Gas planning and the associated math - controversies over need and how to teach

Please register or login

Welcome to ScubaBoard, the world's largest scuba diving community. Registration is not required to read the forums, but we encourage you to join. Joining has its benefits and enables you to participate in the discussions.

Benefits of registering include

  • Ability to post and comment on topics and discussions.
  • A Free photo gallery to share your dive photos with the world.
  • You can make this box go away

Joining is quick and easy. Log in or Register now!

In my OW class and AOW, I do not recall doing any gas management other than knowing turn pressure. Unless I slept through that part of the course.

Bob has a good write up on gas management and a lot more time needs to be spent on this topic in the OW course.
 
Last edited:
In my OW class and AOW, I do not recall doing any gas management other than knowing turn pressure. Unless I slept through that part of the course.

Bob had a good write up on gas management.

Azimuth straight out and back, and SPG for rule of halves (turning around at 1/2 SPG minus a small reserve) or rule of thirds is all you really need for NDL.

Until and if you get into tech diving, anything else would be a waste of time in OW1 or AOW.
 
Azimuth straight out and back, and SPG for rule of halves (turning around at 1/2 SPG minus a small reserve) or rule of thirds is all you really need for NDL. Until and if you get into tech diving, anything else would be a waste of time in OW1 or AOW.
Crikey.

I might be troll-feeding, but . . .

That's not gas planning, that's gas management.

Managing your gas is deciding on the fly whether you still have enough, whether it's time to head home.

Planning your gas is considering what you've got on your back when you're still deciding where & how deep you'll go.

For example, "never make a dive deeper than the number of cubic feet on your back."

That's a rudimentary but useful planning rubric. No math, no consumption rates, no rock bottom calcs, but still a consideration in the planning stage.

The best thing I took from SB last year was that my open water classes should give as much attention to gas planning as to coping with out-of-air scenarios.

-Bryan
 
Crikey.

I might be troll-feeding, but . . .

That's not gas planning, that's gas management.

Managing your gas is deciding on the fly whether you still have enough, whether it's time to head home.

Planning your gas is considering what you've got on your back when you're still deciding where & how deep you'll go.

For example, "never make a dive deeper than the number of cubic feet on your back."

That's a rudimentary but useful planning rubric. No math, no consumption rates, no rock bottom calcs, but still a consideration in the planning stage.

The best thing I took from SB last year was that my open water classes should give as much attention to gas planning as to coping with out-of-air scenarios.

-Bryan


I have no doubt that your definitions are correct. I simply dispute that teaching OW1 students more than rule of halves (turning at 1/2 SPG less a small reserve) is appropriate or even necessary. Not trolling. Not even arguing with you. Just disagreeing.
 
I have no doubt that your definitions are correct. I simply dispute that teaching OW1 students more than rule of halves (turning at 1/2 SPG less a small reserve) is appropriate or even necessary. Not trolling. Not even arguing with you. Just disagreeing.
Fair enough. And thanks for the quick reply. I assume that "OW1" means the full open water diver certification course?

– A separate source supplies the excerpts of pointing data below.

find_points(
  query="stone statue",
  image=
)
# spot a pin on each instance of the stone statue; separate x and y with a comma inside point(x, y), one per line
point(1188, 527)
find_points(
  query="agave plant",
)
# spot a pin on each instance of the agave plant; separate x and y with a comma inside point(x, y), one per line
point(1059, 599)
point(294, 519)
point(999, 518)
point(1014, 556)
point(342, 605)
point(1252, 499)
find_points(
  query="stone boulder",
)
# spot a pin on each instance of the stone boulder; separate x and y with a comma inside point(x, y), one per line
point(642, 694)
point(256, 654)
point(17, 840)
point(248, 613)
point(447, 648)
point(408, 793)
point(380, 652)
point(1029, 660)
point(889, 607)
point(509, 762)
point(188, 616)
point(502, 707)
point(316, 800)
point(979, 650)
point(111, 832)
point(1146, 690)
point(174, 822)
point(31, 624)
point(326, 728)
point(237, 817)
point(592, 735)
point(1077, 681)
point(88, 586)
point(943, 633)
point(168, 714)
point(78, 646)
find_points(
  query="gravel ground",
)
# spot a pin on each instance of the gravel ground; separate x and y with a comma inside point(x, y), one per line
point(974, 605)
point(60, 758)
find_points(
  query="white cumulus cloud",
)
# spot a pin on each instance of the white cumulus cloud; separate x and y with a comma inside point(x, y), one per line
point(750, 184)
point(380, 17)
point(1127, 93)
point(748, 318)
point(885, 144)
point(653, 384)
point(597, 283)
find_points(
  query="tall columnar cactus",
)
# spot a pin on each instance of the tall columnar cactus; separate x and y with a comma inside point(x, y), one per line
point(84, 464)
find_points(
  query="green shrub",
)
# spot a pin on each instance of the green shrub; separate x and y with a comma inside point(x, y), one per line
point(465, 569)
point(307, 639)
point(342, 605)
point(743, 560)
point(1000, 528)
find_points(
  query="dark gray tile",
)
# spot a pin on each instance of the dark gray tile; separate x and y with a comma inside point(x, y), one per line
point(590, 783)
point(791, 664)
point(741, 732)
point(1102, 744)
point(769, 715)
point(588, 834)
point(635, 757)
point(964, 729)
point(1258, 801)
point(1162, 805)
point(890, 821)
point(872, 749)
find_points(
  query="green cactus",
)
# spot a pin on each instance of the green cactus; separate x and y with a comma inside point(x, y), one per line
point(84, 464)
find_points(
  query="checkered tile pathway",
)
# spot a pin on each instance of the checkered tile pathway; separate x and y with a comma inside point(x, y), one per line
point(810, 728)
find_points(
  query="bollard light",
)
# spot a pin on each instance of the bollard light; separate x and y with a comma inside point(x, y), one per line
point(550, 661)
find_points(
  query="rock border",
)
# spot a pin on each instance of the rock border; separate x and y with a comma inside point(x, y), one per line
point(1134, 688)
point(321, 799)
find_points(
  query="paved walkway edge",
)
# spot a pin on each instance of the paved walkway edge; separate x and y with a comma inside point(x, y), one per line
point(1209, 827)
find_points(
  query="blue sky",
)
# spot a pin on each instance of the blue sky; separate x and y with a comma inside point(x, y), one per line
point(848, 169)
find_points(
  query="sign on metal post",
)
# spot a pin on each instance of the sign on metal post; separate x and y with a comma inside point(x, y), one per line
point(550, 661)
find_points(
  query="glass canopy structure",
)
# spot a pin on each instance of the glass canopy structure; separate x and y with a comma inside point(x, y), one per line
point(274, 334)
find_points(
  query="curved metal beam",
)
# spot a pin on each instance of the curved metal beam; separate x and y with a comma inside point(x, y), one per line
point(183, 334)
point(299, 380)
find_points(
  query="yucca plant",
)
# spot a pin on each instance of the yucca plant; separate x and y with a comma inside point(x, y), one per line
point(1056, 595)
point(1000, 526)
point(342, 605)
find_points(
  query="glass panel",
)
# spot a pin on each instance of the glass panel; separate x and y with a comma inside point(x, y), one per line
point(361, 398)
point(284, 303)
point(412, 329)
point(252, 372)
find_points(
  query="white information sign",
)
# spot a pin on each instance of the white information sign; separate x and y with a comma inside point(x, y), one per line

In my open water classes I try to give students a glimpse of the wider world of diving: archaeological, scientific, deco, wreck, and other diving pursuits; rebreathers, drysuits, doubles, and other gear choices; and further dive training and dive planning approaches. Gas planning is part of that.

And for me gas planning is also a piece of the whole buddy team / dive planning gestalt in the open water diver course. I can't see how that could be considered "inappropriate." Could you amplify?

Cheers,
Bryan
 
I have no doubt that your definitions are correct. I simply dispute that teaching OW1 students more than rule of halves (turning at 1/2 SPG less a small reserve) is appropriate or even necessary. Not trolling. Not even arguing with you. Just disagreeing.
I go through the entire process of determining Bingo Air for three different depths, no-D, open water. The output of that is that the new divers see that for OW diving, no-D, etc., your rule is perfectly resonable, but they also get to see why as well as how to do it for real.
 
"How & Why" v. just "What" is probably also the difference between a good teacher and just an adequate teacher.
 
Fair enough. And thanks for the quick reply. I assume that "OW1" means the full open water diver certification course?

In my open water classes I try to give students a glimpse of the wider world of diving: archaeological, scientific, deco, wreck, and other diving pursuits; rebreathers, drysuits, doubles, and other gear choices; and further dive training and dive planning approaches. Gas planning is part of that.

And for me gas planning is also a piece of the whole buddy team / dive planning gestalt in the open water diver course. I can't see how that could be considered "inappropriate." Could you amplify?

Cheers,
Bryan


Inappropriate in the sense that it goes beyond their ability to absorb and utilize it during their first course.

It is more appropriate to leave that concept for later courses.

Most appropriately either master diver or deco.